What is the cost ?

Why do I want to talk about the cost, since it has already been explained in the famous book by Jonathan Lewis ?

Because I want to give here some simple exemples for the DBAs who did not read Jonathan’s book (altough they should do it )

Also, I will try to compare the what the optimizer thinks and what the runtime engine will do.

So , how the cost is calculated ?

From Cost based optimizer by Jonathan Lewis:

According to the CPU costing model:
Cost = (
#SRds * sreadtim +
#MRds * mreadtim +
#CPUCycles / cpuspeed
) / sreadtim

 

where

#SRDs – number of single block reads
#MRDs – number of multi block reads
#CPUCycles – number of CPU Cycles
sreadtim – single block read time
mreadtim – multi block read time
cpuspeed – CPU cycles per second

Translated, this says the following:
The cost is the time spent on single-block reads, plus the time spent on multiblock reads, plus the CPU time required, all divided by the time it takes to do a single-block read. Which means the cost is the total predicted execution time for the statement, expressed in units of the single-block read time.

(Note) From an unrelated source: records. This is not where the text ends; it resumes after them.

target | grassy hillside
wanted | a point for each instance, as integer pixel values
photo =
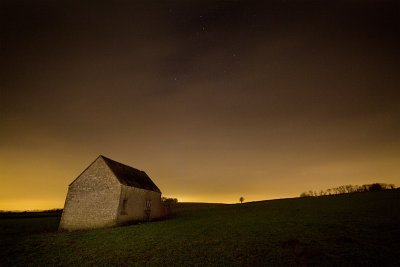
(354, 229)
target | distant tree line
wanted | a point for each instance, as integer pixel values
(345, 189)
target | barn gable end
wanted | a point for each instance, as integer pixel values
(93, 198)
(109, 193)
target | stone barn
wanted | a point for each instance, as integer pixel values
(110, 193)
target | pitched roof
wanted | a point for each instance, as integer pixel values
(130, 176)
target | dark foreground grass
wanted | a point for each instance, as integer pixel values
(348, 230)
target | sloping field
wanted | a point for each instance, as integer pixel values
(355, 229)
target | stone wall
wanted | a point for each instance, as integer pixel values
(92, 199)
(139, 204)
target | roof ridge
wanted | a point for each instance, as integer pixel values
(130, 176)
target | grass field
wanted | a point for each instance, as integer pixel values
(361, 229)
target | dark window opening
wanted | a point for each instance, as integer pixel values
(123, 209)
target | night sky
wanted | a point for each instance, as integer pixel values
(213, 99)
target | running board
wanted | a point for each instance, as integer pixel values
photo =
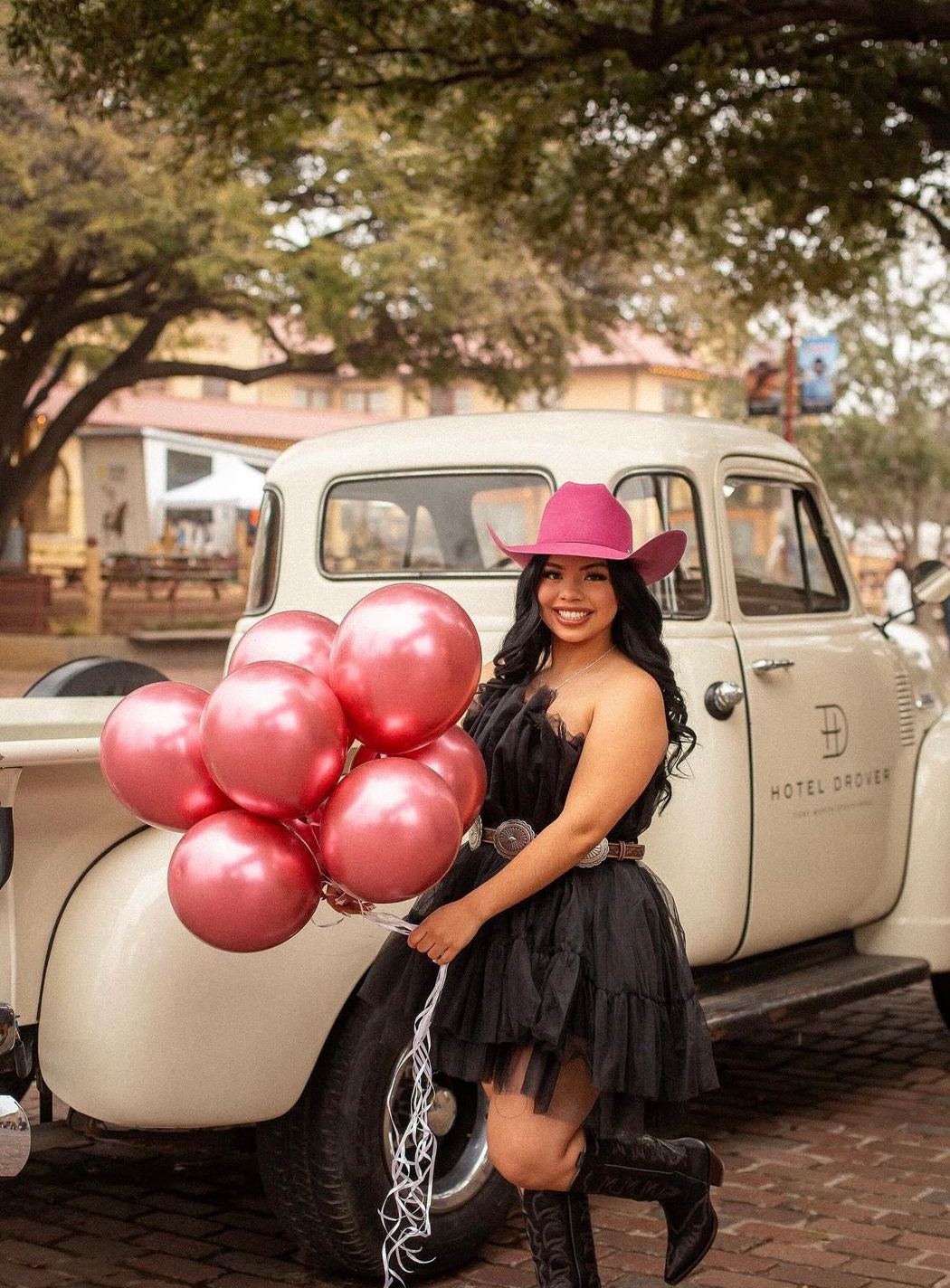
(776, 990)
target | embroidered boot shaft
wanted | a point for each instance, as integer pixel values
(676, 1173)
(561, 1239)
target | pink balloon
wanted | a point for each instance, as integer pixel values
(275, 738)
(364, 756)
(391, 829)
(404, 664)
(151, 756)
(309, 829)
(294, 637)
(242, 883)
(455, 759)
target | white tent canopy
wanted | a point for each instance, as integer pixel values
(233, 483)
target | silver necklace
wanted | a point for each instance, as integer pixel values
(582, 670)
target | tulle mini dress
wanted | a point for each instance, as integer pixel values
(594, 965)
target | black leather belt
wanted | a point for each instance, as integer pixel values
(510, 838)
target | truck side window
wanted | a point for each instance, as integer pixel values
(428, 523)
(782, 558)
(655, 503)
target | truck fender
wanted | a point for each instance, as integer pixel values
(145, 1026)
(919, 923)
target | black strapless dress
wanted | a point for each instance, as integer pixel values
(594, 962)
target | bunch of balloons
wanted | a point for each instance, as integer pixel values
(252, 773)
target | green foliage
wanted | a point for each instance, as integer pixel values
(886, 458)
(789, 139)
(115, 240)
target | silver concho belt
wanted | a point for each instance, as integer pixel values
(510, 838)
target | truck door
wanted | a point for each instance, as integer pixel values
(831, 716)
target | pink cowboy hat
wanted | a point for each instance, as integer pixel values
(586, 519)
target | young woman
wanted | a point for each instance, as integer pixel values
(569, 995)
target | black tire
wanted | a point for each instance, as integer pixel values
(940, 986)
(325, 1163)
(93, 677)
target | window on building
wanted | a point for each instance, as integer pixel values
(658, 501)
(782, 558)
(311, 397)
(366, 400)
(450, 400)
(677, 398)
(185, 468)
(428, 522)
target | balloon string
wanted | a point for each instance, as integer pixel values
(405, 1211)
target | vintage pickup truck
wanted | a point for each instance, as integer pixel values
(807, 847)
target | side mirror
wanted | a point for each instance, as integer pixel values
(931, 582)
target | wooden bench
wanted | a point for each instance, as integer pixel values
(170, 571)
(54, 554)
(24, 601)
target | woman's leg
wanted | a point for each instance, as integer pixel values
(552, 1153)
(539, 1154)
(539, 1151)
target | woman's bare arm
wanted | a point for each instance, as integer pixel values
(622, 750)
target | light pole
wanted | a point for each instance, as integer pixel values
(791, 373)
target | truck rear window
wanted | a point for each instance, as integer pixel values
(782, 558)
(428, 523)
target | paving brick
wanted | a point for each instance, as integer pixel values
(178, 1269)
(901, 1274)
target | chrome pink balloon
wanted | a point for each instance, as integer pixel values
(364, 756)
(242, 883)
(309, 829)
(294, 637)
(391, 829)
(455, 759)
(404, 664)
(151, 756)
(275, 738)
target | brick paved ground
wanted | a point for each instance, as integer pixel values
(835, 1140)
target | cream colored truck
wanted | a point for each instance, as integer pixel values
(807, 847)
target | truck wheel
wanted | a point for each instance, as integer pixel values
(325, 1165)
(93, 677)
(940, 986)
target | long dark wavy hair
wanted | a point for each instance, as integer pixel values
(636, 631)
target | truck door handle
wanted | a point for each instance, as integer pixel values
(773, 664)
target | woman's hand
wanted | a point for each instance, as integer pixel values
(446, 932)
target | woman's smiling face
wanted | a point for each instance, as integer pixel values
(576, 598)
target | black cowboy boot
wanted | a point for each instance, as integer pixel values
(561, 1239)
(676, 1173)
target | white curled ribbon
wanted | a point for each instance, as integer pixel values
(405, 1211)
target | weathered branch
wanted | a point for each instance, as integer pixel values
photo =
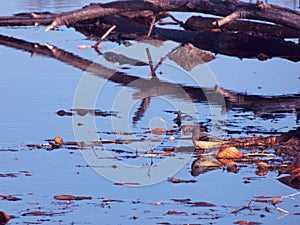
(155, 87)
(198, 23)
(233, 44)
(264, 12)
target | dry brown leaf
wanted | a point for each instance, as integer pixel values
(127, 183)
(227, 162)
(201, 204)
(4, 218)
(58, 140)
(229, 153)
(159, 131)
(262, 165)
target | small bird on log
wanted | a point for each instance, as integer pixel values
(201, 139)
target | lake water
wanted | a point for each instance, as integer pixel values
(35, 87)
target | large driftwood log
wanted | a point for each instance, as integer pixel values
(229, 9)
(232, 10)
(156, 87)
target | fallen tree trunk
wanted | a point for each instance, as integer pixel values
(231, 9)
(155, 87)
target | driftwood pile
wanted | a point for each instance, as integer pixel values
(229, 34)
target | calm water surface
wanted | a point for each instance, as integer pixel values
(34, 88)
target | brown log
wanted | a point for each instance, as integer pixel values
(232, 44)
(263, 12)
(197, 23)
(155, 87)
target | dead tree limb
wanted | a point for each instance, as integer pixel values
(230, 9)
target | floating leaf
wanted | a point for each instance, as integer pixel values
(185, 200)
(72, 197)
(262, 165)
(229, 153)
(127, 183)
(201, 204)
(83, 46)
(10, 198)
(40, 213)
(291, 181)
(247, 222)
(4, 218)
(173, 212)
(58, 140)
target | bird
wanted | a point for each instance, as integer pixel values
(201, 139)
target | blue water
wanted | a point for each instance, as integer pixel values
(34, 88)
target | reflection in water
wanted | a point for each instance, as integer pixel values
(53, 5)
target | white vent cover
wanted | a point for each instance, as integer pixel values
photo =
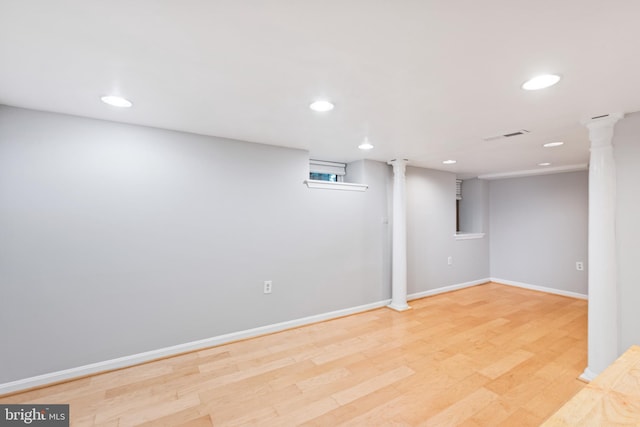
(507, 135)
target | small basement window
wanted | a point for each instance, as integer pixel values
(321, 170)
(330, 176)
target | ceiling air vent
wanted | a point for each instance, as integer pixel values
(507, 135)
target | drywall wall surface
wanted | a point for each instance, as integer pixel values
(474, 206)
(431, 225)
(539, 230)
(118, 239)
(626, 143)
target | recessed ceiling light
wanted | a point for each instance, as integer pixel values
(116, 101)
(366, 145)
(541, 82)
(553, 144)
(321, 106)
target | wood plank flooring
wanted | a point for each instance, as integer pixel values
(490, 355)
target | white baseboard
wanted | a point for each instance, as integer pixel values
(540, 288)
(444, 289)
(588, 375)
(135, 359)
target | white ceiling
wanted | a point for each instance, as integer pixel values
(424, 80)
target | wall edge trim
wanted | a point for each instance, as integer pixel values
(148, 356)
(449, 288)
(540, 288)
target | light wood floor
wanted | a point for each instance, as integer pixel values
(490, 355)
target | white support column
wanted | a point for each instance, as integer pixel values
(603, 293)
(399, 249)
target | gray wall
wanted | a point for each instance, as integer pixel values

More precisely, the formulas are the following  (from the Select statement graph):

cost of the tablescan =ceiling(nblks/mbrc) *(mreadtim/sreadtim)+1

cost of the index scan = blevel + ceiling(leaf_blocks * effective index selectivity) + ceiling(clustering_factor * effective table selectivity)

 If we are using the workload system statistics, then sreadtim, mreadtim and mbrc are calculated and stored inside sys.aux_stats$ table.

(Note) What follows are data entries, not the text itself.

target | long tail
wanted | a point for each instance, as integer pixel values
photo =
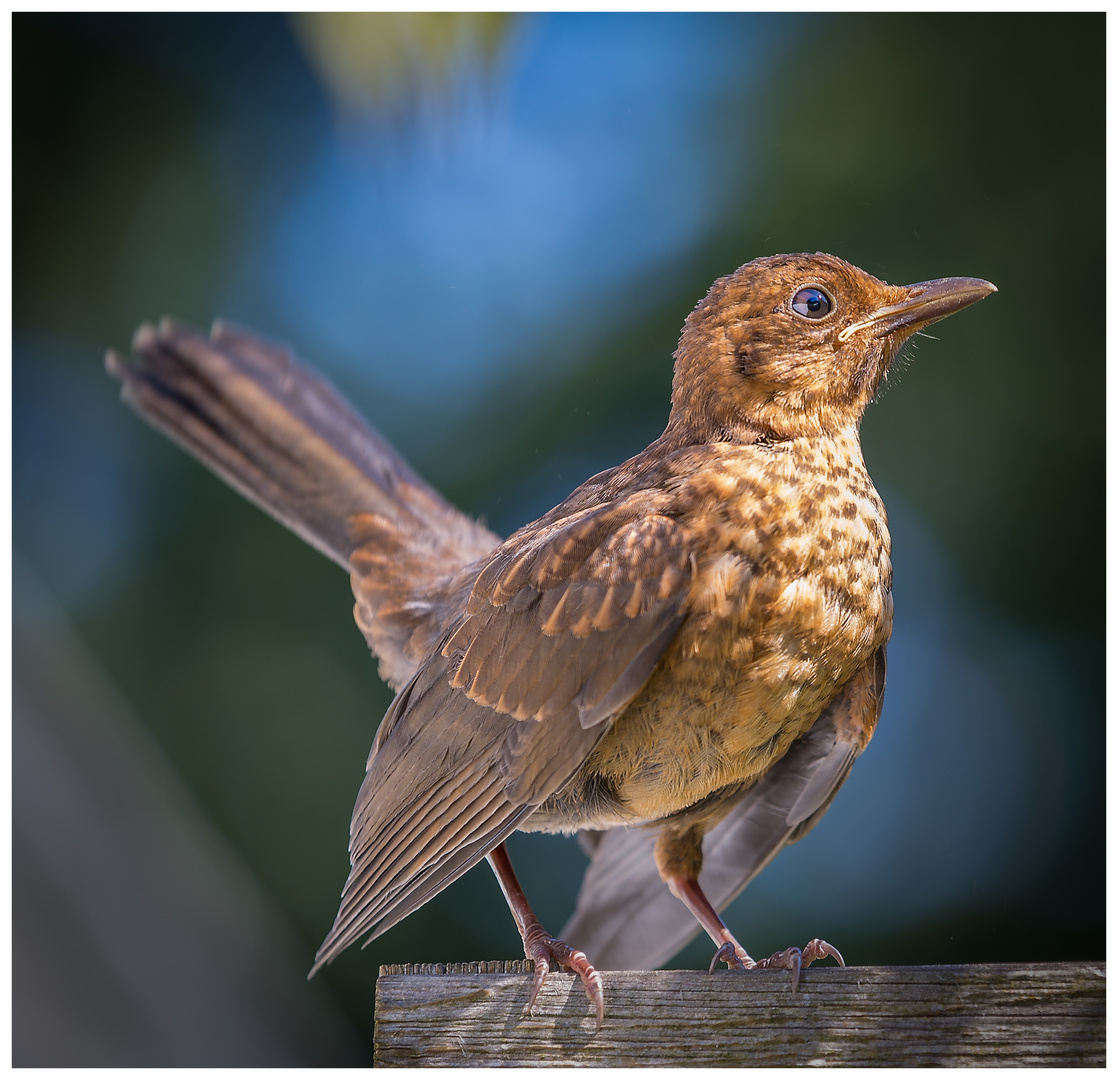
(286, 441)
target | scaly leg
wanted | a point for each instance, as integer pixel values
(729, 950)
(539, 946)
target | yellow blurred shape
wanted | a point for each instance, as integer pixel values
(382, 59)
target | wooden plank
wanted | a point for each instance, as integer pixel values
(973, 1014)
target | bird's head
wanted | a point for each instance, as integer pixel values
(798, 344)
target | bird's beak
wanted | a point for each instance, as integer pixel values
(927, 302)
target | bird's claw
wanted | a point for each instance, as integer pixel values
(543, 951)
(793, 959)
(732, 956)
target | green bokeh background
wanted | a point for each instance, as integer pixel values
(912, 145)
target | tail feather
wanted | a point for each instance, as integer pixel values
(286, 439)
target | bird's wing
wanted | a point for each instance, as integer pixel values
(562, 627)
(626, 918)
(285, 439)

If not, they are calculated as follows

sreadtim=ioseektim+ db_block_size/iotfrspeed
mreadtim=ioseektim+db_file_multiblock_read_count *bd_block_size/iotftspeed

mbrc=db_file_multiblock_read_count

 

Now let’s look at some most typical exemples, an index unique scan, the range scan, than  the  full scan, and let’s try to undestand how the cost is calculated.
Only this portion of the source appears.